Enfin, l’AMA doit tenir compte de l’historique et de l’optique des politiques anti-cannabis. L’AMA affirme que le cannabis n’incarne pas «l’esprit du sport» et est incompatible avec la façon dont les athlètes devraient se comporter en tant que modèles. Il s’agit d’un aspect problématique, d’autant plus que le cannabis n’est devenu une substance interdite qu’en 1998. Étant donné que la fin des années 1990 a été le point culminant de l’incarcération de masse qui a incarcéré de manière disproportionnée des Noirs pour marijuana, la controverse entourant le test positif et la suspension de Richardson devrait être un moment pour reconsidérer cette politique plus large.

Richardson ressemble beaucoup aux personnes les plus criminalisées par la guerre contre le cannabis aux États-Unis : Noir, jeune et originaire d’une zone urbaine. Alors que Richardson ratera une occasion de concourir pour l’or à Tokyo, de retour dans son pays d’origine, des centaines de milliers de Noirs et d’Américains latino-américains rateront leurs rêves d’ascension sociale alors que le ciblage racial des lois sur les drogues leur donne un record et modifie leur avenir. Cette injustice est la source de la colère et du vitriol dirigés contre l’AMA, et la réalité de cette injustice doit faire partie de toute conversation entourant les procédures de dépistage des drogues.

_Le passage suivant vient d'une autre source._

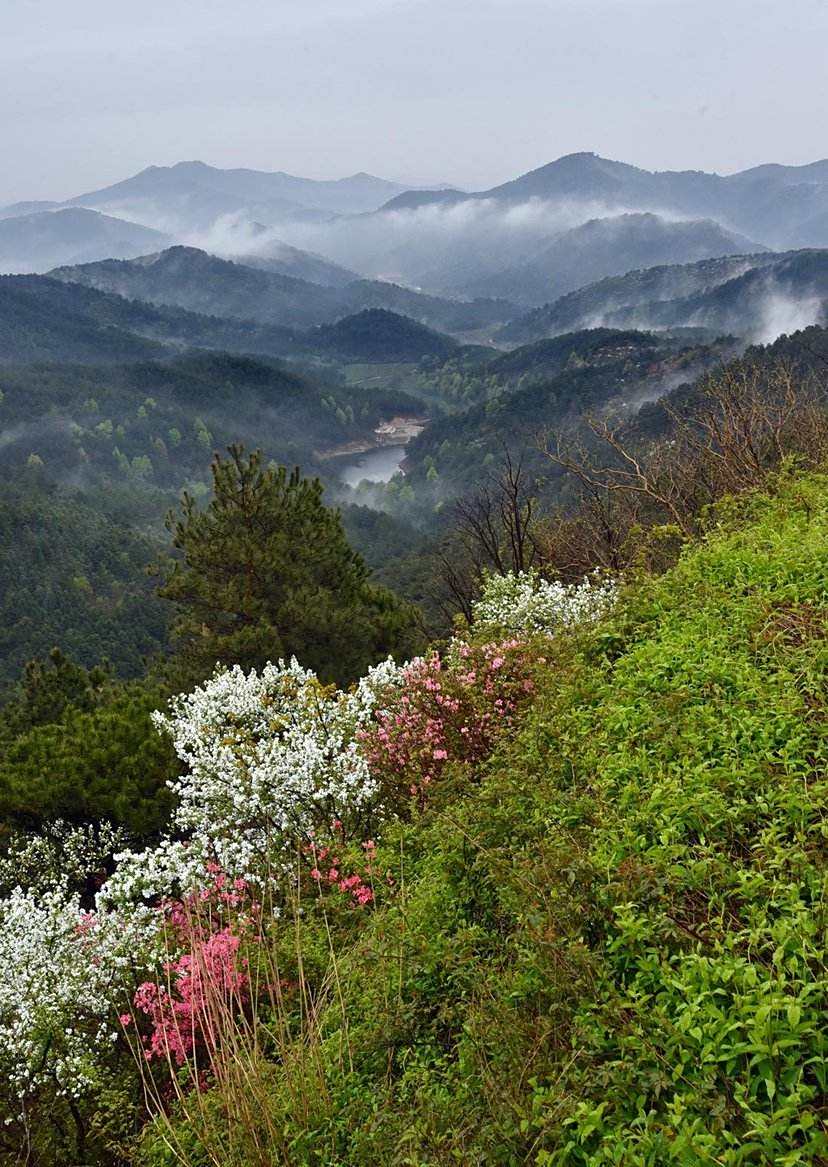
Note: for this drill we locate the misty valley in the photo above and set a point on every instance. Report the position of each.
(412, 670)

La situation de Richardson témoigne d’un défaut culturel dans la mesure où nous devons aller pour lutter contre les politiques de culpabilité, d’adaptation, de criminalité, d’empathie et de respectabilité. Alors qu’elle a été critiquée par certains à propos de ses ongles, de ses cheveux et de ses cils, pour d’autres, Richardson est un « shero ». Comme elle l’a si bien noté dans The Today Show, « Ne me jugez pas parce que je suis humaine. Je suis toi, il se trouve que je cours un peu plus vite. Peut-être que le type d’empathie, d’humanité et de maturité qu’une jeune de 21 ans qui vient de perdre sa mère est capable de transmettre devrait être adapté pour revisiter la politique du cannabis dans le sport et dans notre société.